PCR and quantitative-PCR to analyse prey-specific cladocerans feeding: optimisation of Planktothrix detection in Daphnia diet - INRAE - Institut national de recherche pour l’agriculture, l’alimentation et l’environnement
Communication Dans Un Congrès Année : 2010

PCR and quantitative-PCR to analyse prey-specific cladocerans feeding: optimisation of Planktothrix detection in Daphnia diet

Résumé

Cladocerans play a central role in lacustrine food webs as grazers of plankton and as prey for many planktivorous predators. Thus, the understanding of their trophic interactions is critical and emphasises the need for the development of new tools to investigate zooplankton trophic processes. In this respect, a promising strategy for assessment of feeding of metazooplankton is the use of prey specific nucleic acid molecules as biomarkers of trophic transfer, as recently developed in marine systems for copepods (Nejstgaard et al 2008, Troedsson et al 2009). In this study, we focused more especially on the DNA-based detection of toxic cyanobacteria (Planktothrix rubescens) in Daphnia diet.
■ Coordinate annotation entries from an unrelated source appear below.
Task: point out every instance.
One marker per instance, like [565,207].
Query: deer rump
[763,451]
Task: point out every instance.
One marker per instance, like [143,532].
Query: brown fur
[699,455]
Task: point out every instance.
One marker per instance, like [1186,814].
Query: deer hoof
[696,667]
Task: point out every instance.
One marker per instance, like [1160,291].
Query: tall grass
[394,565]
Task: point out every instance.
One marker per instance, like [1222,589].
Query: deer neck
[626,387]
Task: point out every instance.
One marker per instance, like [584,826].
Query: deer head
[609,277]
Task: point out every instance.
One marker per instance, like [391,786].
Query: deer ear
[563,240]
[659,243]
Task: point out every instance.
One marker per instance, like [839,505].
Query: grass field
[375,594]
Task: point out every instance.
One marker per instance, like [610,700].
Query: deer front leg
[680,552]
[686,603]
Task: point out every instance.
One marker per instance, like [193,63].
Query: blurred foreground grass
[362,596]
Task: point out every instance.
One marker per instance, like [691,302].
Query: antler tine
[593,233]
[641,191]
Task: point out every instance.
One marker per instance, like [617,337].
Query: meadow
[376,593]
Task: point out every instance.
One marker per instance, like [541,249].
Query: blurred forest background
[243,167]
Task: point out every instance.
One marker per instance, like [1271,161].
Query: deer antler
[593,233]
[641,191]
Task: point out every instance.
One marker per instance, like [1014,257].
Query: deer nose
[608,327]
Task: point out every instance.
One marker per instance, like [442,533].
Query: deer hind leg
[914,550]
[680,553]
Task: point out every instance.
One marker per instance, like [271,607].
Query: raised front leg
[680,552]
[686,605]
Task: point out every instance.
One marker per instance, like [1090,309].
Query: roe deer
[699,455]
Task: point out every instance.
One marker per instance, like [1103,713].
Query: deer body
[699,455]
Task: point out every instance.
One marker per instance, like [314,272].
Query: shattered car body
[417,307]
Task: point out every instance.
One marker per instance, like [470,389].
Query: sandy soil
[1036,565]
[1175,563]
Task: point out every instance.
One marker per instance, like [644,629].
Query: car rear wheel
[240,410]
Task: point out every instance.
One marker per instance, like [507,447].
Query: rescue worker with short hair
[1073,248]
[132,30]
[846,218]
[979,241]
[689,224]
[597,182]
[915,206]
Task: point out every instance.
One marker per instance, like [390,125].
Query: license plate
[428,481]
This cladoceran represents an essential food resource for young perch (Perca fluviatilis) and whitefish (Coregonus lavaretus) in the mesotrophic Lake Bourget which is characterized by the recurrent presence of Planktothrix rubescens. Consequently, these cladocerans represent a potential way of cyanotoxins transfer to the planktivorous fish. The molecular gut content analysis of Daphnia could be a powerful tool to investigate in situ the importance of this potential pathway. In this study, we developed a DNA-based method to detect Planktothrix in cladocerans feeding by molecular approaches. To develop the assay, we conducted controlled laboratory feeding experiments using phytoplanktonic cultures and Daphnia clones initially isolated from Lake Bourget. Several methodological approaches were evaluated to extract total DNA from Daphnia and to define the minimum number of Daphnia suitable for this molecular tracking. In parallel, we tested and validated the specificity of primers for Planktothrix detection and quantification by PCR and qPCR (TaqMan and SybrGreen). We present the first results of successful extraction, molecular detection and quantification of a specific prey consumed by Daphnia. Using Daphnia hyalina fed either with P. rubescens alone or with an equal mix of Scenedesmus and P. rubescens, as model systems, DNA originating from P. rubescens was unambiguously detected and quantified in DNA extracts from cladocerans. The results suggest that the quantification of prey items by qPCR could be used to estimate the feeding rates. Future studies under controlled laboratory and field conditions should be conducted to correct for breakdown in prey DNA and perform extensive calibrations in order to achieve a quantitative measure of feeding rates in situ.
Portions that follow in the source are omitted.